Het heeft overigens geen zin om nu met één groep nog in één richting te gaan bijsturen : wat er aan de ene kant zo bijkomt gaat er aan de andere kant terug af. Het draagvlak had er beter vooraf geweest, maar het zal nu na de goedkeuring van het plan moeten worden uitgebouwd, en als grootste partij vandaag en als beleidspartij morgen willen wij ons daar alvast voor engageren. Het uitgangspunt is uiteindelijk helder : als we het plattelandskarakter van Essen veilig willen stellen moet het versterken van de natuur samen gaan met kansen voor de landbouw. Vanuit die overtuiging beginnen we in december van dit jaar vanuit een college met N-VA/PLE met een dialoog, op basis van dit beleidsplan. En we beginnen ook meteen met een plan voor de hele waterhuishouding van deze gemeente, met de landbouwadviesraad en de MINA-raad en vele anderen. Valleien, beekdalen, riolen, grachten… het hangt allemaal samen en deze dagen loopt het allemaal over. Dat is dus een topprioriteit, toch voor de toekomstige bestuurders op deze banken.
Onze belangrijkste kritiek op dit plan tenslotte is vooral een reden om vandaag vóór te stemmen. Er had hier minstens zes jaar eerder een beleidsplan ruimte moeten liggen. Dat zo lang gewacht is heeft het uitzicht van onze gemeente met name in de dorpskernen geen goed gedaan, en dat is een zware verantwoordelijkheid.
Ik hoop dat ik daar mee de weg voor een dialoog heb geopend, want daar heeft iedereen belang bij. Nadat het beleidsplan werd goedgekeurd verlieten de landbouwers de zaal, om het protest op het Heuvelplein verder te zetten. Dat ze vervolgens beslisten om de ramen van het gemeentehuis met eieren te besmeuren is jammer, ook wel omdat het protest verder best beleefd en netjes verliep. Vandalisme, zelfs als het afwasbaar is, valt nooit goed te praten. Intimidatie, zelfs met broze eieren tegen stevige ruiten, ook niet. Maar eigenlijk was het vooral jammer omdat ze het vervolg van de raad niet bijwoonden. Het ging daarna immers over de wateroverlast die onze gemeente teistert. Zoals ik zelf al had benadrukt bleek ook uit de toelichting van Brigitte Quick en Helmut Jaspers dat alles samenhangt en dat er een waterbeleid voor de hele gemeente nodig is. Dat de beekvalleien daarbij een rol te spelen hebben, en dus de landbouwers die er het landschap mee beheren, lijkt me ook vrij evident.

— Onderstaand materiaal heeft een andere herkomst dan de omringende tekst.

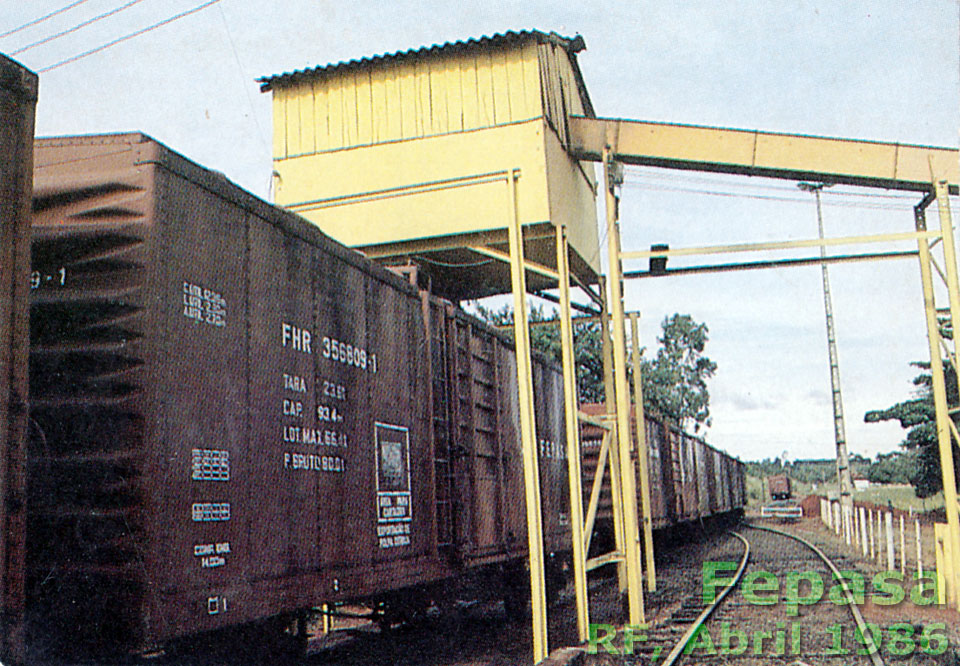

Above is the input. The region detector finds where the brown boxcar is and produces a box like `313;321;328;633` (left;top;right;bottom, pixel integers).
0;54;37;663
28;134;568;651
767;474;793;500
581;404;746;529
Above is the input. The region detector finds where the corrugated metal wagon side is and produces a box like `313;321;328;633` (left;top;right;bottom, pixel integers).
435;305;570;567
28;134;453;652
0;54;37;663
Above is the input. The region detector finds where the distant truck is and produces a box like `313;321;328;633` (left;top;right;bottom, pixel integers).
767;474;793;501
760;474;803;521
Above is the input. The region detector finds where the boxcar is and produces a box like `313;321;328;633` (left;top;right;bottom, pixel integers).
0;55;37;662
28;134;569;652
581;404;746;529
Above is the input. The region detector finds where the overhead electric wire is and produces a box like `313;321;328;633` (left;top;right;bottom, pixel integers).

Ook vanuit het ondergelopen Woonbos zaten er behoorlijk wat mensen in het publiek. Eigenlijk hadden zij ook het gesprek met de landbouw kunnen voeren : hoe houden we Essen ook in tijden van klimaatverandering leefbaar ? Ik ben ervan overtuigd dat het beleidsplan ruimte daarvoor een eerste stap is, en hoop dat we met vele samen nog vele stappen kunnen zetten.